¿Y AHORA QUÉ?… EXPERIENCIAS DOCENTES EN TIEMPOS DE PANDEMIA

Doctora en Psicología por la Universidad Michoacana de San Nicolás de Hidalgo. Profesora investigadora de tiempo completo en la Universidad Autónoma de Nayarit.

Doctora en Psicología por la Universidad de Baja California. Profesora investigadora de tiempo completo en la Universidad Autónoma de Nayarit.

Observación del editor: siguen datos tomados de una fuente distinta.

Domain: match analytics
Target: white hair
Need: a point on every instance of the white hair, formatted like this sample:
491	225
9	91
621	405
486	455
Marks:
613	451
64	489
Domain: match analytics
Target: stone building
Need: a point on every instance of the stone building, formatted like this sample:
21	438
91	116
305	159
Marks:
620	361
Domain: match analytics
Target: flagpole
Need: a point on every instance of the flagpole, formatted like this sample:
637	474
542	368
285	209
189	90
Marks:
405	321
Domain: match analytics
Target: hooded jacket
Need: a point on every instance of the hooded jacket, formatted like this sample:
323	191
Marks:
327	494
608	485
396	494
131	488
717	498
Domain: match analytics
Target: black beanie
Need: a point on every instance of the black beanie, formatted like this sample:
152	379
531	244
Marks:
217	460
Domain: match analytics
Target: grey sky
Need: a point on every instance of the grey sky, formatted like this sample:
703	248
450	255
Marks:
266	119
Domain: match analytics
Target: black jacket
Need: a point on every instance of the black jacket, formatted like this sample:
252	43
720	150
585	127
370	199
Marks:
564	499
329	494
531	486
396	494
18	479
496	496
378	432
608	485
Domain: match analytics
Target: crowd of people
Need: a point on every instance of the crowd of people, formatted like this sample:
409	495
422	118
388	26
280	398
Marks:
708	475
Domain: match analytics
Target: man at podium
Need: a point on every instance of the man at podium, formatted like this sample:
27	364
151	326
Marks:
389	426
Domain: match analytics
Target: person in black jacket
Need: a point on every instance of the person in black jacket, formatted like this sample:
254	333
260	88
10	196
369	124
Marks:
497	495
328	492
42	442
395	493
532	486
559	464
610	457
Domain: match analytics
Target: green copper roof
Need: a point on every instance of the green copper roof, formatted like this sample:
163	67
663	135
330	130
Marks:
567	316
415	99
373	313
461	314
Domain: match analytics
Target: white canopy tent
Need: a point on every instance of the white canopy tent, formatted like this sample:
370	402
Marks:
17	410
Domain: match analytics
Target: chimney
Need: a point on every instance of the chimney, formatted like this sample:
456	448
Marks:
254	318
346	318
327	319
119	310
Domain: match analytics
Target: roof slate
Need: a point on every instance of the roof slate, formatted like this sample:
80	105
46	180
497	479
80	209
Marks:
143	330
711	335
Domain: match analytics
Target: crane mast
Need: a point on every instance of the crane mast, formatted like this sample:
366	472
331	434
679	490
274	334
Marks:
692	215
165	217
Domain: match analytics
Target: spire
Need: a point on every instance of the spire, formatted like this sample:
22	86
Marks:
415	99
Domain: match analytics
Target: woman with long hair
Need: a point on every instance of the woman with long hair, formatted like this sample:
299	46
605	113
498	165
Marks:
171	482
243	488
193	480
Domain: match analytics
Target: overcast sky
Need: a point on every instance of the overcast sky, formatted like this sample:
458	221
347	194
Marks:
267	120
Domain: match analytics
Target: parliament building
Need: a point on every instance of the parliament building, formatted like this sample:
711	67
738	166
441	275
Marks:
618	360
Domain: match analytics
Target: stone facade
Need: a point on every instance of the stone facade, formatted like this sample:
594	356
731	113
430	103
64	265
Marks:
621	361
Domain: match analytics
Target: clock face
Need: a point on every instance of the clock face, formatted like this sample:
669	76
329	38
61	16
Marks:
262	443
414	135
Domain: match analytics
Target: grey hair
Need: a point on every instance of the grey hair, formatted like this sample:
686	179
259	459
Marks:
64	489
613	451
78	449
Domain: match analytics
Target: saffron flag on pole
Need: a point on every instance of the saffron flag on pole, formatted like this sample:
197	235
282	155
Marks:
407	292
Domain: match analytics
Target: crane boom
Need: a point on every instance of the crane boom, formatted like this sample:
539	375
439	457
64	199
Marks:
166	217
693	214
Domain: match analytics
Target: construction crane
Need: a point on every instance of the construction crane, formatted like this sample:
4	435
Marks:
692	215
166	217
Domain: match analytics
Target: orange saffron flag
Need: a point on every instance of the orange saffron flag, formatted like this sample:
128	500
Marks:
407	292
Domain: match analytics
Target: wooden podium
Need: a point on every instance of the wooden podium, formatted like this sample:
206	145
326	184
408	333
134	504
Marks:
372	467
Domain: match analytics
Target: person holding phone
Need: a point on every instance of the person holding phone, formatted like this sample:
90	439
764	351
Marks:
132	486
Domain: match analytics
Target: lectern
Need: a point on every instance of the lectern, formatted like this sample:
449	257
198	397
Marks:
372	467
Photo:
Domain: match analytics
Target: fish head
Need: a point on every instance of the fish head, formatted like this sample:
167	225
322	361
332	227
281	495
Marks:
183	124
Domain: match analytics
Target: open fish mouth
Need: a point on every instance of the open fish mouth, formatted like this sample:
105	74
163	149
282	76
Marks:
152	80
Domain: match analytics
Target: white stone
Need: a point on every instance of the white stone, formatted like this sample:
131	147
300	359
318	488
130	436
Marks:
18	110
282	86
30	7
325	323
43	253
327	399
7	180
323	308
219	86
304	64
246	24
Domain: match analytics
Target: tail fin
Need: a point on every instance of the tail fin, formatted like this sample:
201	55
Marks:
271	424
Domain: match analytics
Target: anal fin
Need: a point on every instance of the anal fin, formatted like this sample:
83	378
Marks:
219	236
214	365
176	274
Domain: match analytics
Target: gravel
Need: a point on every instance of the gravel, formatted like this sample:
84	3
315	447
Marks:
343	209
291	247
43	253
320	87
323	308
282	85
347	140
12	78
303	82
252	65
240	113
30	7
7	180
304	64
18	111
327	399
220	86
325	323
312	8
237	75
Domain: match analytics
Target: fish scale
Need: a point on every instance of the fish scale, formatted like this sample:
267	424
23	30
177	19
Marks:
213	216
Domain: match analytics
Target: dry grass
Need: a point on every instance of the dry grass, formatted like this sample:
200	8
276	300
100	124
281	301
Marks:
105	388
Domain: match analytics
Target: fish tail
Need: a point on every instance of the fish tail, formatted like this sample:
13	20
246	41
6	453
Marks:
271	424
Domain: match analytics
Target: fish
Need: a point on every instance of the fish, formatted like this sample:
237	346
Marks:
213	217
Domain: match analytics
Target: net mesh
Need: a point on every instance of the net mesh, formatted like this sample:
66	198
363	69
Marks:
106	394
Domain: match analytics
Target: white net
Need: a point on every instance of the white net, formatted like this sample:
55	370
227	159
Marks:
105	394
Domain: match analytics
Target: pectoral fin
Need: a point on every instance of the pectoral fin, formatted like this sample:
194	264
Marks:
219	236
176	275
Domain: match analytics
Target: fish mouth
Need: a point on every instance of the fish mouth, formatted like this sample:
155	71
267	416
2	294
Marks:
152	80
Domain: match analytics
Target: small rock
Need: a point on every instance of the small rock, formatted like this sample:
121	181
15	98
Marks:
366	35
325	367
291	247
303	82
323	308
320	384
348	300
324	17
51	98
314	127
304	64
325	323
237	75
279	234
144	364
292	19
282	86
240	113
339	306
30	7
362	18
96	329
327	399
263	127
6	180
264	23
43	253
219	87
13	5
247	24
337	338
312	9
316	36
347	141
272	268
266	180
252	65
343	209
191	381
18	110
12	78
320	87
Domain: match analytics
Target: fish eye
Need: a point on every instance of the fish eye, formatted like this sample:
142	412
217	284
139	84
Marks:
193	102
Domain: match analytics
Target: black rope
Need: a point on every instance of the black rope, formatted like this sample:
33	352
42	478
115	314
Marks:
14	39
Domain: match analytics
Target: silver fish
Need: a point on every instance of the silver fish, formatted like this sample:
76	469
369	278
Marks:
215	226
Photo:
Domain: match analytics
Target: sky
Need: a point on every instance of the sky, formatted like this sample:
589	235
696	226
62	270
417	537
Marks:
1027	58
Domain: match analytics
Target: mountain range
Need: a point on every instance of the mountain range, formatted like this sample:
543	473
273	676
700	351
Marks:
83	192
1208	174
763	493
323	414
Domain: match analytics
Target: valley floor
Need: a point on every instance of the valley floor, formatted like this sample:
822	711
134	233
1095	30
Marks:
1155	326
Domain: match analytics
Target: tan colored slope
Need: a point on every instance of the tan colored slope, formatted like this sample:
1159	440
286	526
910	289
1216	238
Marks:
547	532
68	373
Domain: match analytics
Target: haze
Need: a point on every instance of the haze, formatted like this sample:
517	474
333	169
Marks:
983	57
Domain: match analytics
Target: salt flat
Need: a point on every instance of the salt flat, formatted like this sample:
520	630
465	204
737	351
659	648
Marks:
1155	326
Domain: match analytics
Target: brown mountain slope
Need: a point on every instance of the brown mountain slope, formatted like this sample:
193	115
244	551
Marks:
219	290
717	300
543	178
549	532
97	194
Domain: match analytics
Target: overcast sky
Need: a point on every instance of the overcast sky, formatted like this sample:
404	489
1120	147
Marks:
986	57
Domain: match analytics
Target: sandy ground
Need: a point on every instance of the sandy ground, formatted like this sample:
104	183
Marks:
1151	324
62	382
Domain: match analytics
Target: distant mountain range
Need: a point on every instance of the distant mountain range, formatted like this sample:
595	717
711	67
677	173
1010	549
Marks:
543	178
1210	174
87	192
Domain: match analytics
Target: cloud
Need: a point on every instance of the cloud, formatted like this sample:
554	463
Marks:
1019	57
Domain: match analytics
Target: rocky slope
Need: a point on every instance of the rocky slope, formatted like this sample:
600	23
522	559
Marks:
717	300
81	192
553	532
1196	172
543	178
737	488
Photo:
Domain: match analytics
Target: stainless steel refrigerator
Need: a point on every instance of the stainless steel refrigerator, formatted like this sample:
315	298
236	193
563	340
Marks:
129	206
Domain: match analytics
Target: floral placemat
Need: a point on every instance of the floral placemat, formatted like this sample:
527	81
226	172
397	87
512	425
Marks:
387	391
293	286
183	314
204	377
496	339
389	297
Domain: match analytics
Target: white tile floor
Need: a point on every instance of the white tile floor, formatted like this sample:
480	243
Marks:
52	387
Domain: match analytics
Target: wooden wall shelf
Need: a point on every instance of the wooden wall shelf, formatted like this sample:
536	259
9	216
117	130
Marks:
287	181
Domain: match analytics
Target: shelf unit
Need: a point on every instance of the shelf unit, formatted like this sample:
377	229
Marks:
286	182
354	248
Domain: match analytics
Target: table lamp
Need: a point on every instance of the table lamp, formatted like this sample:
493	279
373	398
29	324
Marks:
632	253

Universidad Autónoma de Nayarit


Cita recomendada:

Pérez, L. y Rábago, M. (2020). ¿Y ahora qué?… Experiencias docentes en tiempos de pandemia. REDES. Revista de Divulgación Crisis y Retos en la Familia y Pareja, 2(1), 21-26. https://doi.org/10.22402/j.redes.unam.2.1.2020.293.21-26


Resumen

El siguiente trabajo expone una reflexión en torno a lo que se vive desde la trinchera de la docencia en tiempos de pandemia. Se recogen las experiencias de las autoras, a partir de dos planos teóricos: conocer la interacción de los autores con la experiencia de la docencia y el fenómeno actual que estamos atravesando por la pandemia (autoetnografía). Resaltando que el intercambio de saberes entre docentes y estudiantes, durante el proceso de enseñanza, generaron historias diferentes, ante un discurso de caos y miedo, y cómo estas narraciones biográficas pueden fomentar recursos autotransformadores, en una nueva manera de ser docentes universitarias.
Palabras claves: autoetnografia, narrativa, docencia, aprendizajes autotransformadores.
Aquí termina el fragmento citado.